Effects of Planetesimal Accretion on the Thermal and Structural Evolution of Sub-Neptunes

TL;DR

This study investigates how planetesimal accretion influences the thermal evolution and density diversity of sub-Neptune exoplanets, revealing significant impacts on their structure and atmospheric mass over billions of years.

Contribution

It introduces modified MESA simulations to quantify how planetesimal accretion affects the long-term evolution and density of sub-Neptune planets, highlighting stochastic effects.

Findings

Planetesimal accretion can cause up to 5% density variation after several Gyr.

Accretion increases planetary radius during rapid growth phases.

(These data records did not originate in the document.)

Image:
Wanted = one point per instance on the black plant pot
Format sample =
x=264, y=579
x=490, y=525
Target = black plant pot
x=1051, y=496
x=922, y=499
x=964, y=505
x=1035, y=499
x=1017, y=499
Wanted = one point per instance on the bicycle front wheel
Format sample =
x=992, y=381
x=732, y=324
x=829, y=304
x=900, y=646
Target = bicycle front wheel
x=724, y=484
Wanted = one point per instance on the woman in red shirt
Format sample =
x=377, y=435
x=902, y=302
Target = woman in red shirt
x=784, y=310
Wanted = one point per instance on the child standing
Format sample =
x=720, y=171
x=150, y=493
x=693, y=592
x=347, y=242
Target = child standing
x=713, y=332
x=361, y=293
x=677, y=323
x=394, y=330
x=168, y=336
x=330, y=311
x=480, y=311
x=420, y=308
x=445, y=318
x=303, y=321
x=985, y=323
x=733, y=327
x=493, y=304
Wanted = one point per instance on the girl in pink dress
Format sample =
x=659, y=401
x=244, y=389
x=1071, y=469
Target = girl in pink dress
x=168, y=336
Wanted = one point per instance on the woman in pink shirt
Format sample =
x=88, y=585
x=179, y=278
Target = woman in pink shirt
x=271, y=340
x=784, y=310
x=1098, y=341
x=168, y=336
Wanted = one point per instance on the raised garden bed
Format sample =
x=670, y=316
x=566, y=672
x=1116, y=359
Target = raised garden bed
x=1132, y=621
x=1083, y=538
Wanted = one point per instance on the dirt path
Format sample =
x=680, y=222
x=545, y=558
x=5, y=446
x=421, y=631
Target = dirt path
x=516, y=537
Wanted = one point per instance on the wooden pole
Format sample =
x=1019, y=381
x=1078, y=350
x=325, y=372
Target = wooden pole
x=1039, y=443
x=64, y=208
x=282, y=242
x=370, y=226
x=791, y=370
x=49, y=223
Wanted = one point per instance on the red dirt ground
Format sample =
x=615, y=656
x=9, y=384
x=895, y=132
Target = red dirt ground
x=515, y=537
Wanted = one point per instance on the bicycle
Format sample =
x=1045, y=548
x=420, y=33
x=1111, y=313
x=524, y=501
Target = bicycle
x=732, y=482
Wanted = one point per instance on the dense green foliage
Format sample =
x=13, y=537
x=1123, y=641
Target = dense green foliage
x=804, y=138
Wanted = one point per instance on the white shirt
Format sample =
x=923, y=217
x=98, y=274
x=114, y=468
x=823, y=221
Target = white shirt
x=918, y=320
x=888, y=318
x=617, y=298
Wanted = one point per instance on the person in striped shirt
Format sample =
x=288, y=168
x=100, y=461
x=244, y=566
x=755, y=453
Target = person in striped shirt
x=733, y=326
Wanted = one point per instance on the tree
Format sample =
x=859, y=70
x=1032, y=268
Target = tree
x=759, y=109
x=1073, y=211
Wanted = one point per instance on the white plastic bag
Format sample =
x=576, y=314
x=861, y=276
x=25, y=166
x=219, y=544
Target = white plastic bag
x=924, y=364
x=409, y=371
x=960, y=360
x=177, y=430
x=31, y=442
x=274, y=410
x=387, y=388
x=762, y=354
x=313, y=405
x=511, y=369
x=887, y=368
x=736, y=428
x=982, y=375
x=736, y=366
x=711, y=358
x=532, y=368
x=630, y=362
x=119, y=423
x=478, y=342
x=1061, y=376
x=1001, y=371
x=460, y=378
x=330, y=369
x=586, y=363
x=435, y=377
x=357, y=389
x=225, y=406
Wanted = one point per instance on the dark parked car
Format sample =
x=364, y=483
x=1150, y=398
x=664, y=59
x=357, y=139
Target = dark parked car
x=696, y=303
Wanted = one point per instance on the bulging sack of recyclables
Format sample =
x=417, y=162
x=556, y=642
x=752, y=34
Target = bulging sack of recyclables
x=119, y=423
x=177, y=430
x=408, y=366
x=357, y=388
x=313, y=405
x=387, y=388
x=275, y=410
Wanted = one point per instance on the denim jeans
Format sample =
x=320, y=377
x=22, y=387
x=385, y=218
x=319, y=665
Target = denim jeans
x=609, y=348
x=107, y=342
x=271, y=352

Different accretion histories lead to diverse envelope mass fractions.

Abstract

A remarkable discovery of NASA's Kepler mission is the wide diversity in the average densities of planets of similar mass. After gas disk dissipation, fully formed planets could interact with nearby planetesimals from a remnant planetesimal disk. These interactions would often lead to planetesimal accretion due to the relatively high ratio between the planet size and the hill radius for typical planets. We present calculations using the open-source stellar evolution toolkit MESA (Modules for Experiments in Stellar Astrophysics) modified to include the deposition of planetesimals into the H/He envelopes of sub-Neptunes (~1-20 MEarth). We show that planetesimal accretion can alter the mass-radius isochrones for these planets. The same initial planet as a result of the same total accreted planetesimal mass can have up to ~5% difference in mean densities several Gyr after the last accretion due to inherent stochasticity of the accretion process. During the phase of rapid accretion these differences are more dramatic. The additional energy deposition from the accreted planetesimals increase the ratio between the planet's radius to that of the core during rapid accretion, which in turn leads to enhanced loss of atmospheric mass. As a result, the same initial planet can end up with very different envelope mass fractions. These differences manifest as differences in mean densities long after accretion stops. These effects are particularly important for planets initially less massive than ~10 MEarth and with envelope mass fraction less than ~10%, thought to be the most common type of planets discovered by Kepler.